A herd of elephants in Malaysia smashed up a car after it struck one of their babies on Sunday night.

That (frankly understandable) response shows how the highly emotional animals will do anything to protect their own, an elephant advocate said.

"If you put yourself in their position, if your kid was hit by a car and you felt that people were negligent or whatever you thought, I suppose you or your family might fly into a rage or scream or shout at people also," Joyce Poole, who co-founded an elephant research and advocacy nonprofit called Elephant Voices, told Business Insider.

Three people were driving in a compact car when they struck the elephant calf in Gerik, Malaysia, on Sunday night, CNN reported, citing local authorities.

It was rainy and foggy, and the car was rounding a bend on a major highway when it hit the calf, who had been walking across the road with a herd of 5 other elephants, Gerik police told CNN.

When the calf fell to the ground, the troupe of elephants stampeded the car in retaliation, bashing in its side doors and smashing all of its windows, police told CNN.

It's not clear if the three people were still inside the vehicle at the time, but no injuries were reported, according to CNN.

The baby elephant was able to get up and the herd ran off, the outlet reported.

Poole, a wildlife ecologist who studies elephant behavior, told BI that what the herd did to that car is "not atypical" for the highly protective, emotional creatures.

"They're really tightly bonded families," Poole said.

Female elephants, she said, live together for their entire lives and the matriarchal society is fiercely loyal, especially to their young.

"So absolutely, if they feel that a member of their family is threatened, they pull together as a united force.

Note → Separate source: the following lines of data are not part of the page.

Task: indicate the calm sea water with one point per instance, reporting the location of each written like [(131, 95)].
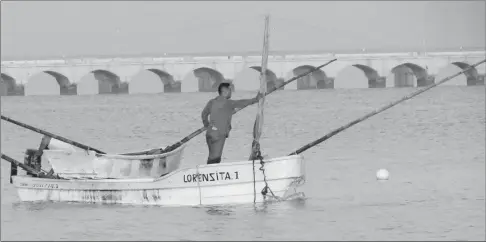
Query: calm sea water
[(433, 146)]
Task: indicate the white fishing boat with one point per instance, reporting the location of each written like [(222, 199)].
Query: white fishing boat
[(69, 162), (224, 183), (89, 175)]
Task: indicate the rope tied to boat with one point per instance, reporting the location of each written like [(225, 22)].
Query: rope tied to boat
[(266, 189)]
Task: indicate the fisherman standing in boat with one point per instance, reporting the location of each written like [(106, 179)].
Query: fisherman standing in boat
[(216, 117)]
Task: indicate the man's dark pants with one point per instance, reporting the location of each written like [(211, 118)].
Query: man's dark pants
[(215, 141)]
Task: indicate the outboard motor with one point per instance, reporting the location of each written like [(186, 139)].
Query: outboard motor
[(13, 171), (32, 160)]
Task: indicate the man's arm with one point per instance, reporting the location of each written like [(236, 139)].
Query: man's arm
[(238, 104), (205, 113)]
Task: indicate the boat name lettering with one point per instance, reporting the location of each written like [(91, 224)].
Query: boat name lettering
[(213, 176), (55, 186)]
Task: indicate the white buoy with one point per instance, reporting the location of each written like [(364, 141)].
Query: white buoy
[(382, 174)]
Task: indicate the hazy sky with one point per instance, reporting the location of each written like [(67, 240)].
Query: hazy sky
[(34, 29)]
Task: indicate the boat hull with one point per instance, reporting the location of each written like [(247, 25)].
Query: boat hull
[(88, 164), (225, 183)]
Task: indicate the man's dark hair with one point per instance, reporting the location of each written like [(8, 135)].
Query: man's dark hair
[(223, 85)]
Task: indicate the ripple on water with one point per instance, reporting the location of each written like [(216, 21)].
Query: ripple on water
[(433, 146)]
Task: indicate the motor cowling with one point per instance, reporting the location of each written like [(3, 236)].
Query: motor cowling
[(32, 160)]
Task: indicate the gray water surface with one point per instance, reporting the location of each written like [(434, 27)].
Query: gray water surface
[(433, 146)]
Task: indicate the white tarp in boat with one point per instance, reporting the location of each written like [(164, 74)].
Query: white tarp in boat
[(69, 163)]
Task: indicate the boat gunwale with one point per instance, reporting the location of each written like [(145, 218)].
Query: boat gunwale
[(153, 180)]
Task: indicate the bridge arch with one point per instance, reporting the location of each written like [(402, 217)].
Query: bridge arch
[(469, 78), (249, 79), (49, 83), (358, 76), (153, 81), (99, 82), (9, 86), (408, 75), (315, 80), (202, 79)]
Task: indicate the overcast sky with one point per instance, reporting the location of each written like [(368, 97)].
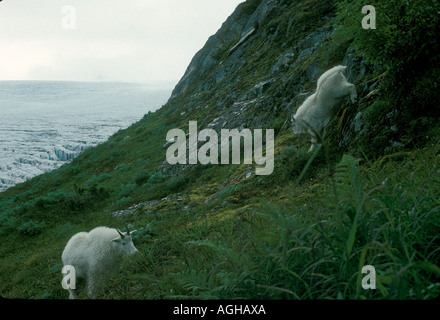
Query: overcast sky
[(112, 40)]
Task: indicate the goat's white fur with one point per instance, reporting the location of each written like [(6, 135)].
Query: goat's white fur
[(319, 108), (95, 255)]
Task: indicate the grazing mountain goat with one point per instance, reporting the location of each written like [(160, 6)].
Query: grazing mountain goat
[(95, 255), (318, 109)]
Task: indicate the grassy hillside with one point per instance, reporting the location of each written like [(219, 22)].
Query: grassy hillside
[(369, 196)]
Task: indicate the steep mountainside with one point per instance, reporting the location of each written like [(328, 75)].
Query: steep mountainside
[(369, 196)]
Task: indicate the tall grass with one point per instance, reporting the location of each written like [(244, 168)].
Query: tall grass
[(372, 217)]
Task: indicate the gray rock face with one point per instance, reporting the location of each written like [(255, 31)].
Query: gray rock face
[(278, 91)]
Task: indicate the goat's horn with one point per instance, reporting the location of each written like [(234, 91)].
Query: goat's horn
[(121, 234)]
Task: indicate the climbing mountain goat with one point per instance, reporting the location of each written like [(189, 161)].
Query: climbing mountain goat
[(319, 108), (95, 255)]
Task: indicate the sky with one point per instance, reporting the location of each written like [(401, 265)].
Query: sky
[(148, 41)]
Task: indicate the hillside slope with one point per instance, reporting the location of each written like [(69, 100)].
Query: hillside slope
[(369, 196)]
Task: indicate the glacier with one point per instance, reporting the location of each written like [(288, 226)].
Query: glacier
[(44, 124)]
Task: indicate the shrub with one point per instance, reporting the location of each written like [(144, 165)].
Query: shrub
[(127, 190), (142, 177), (31, 228), (156, 178)]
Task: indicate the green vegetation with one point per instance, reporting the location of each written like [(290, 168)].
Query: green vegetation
[(219, 231)]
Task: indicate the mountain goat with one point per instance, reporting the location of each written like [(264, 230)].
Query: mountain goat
[(96, 254), (319, 108)]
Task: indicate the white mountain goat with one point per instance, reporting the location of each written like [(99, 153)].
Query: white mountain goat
[(318, 109), (95, 255)]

And whether that means just threatening and making a commotion or it means bashing a vehicle, they'll do it," Poole added.

Poole explained that when either humans or other animals threaten a member of the pack, the herd forms what experts call a "coalition," coming "to the rescue" as a unit to attack the aggressor.

"If a calf even as much as squeaks, everybody has to run over and see whether it's okay," Poole told BI.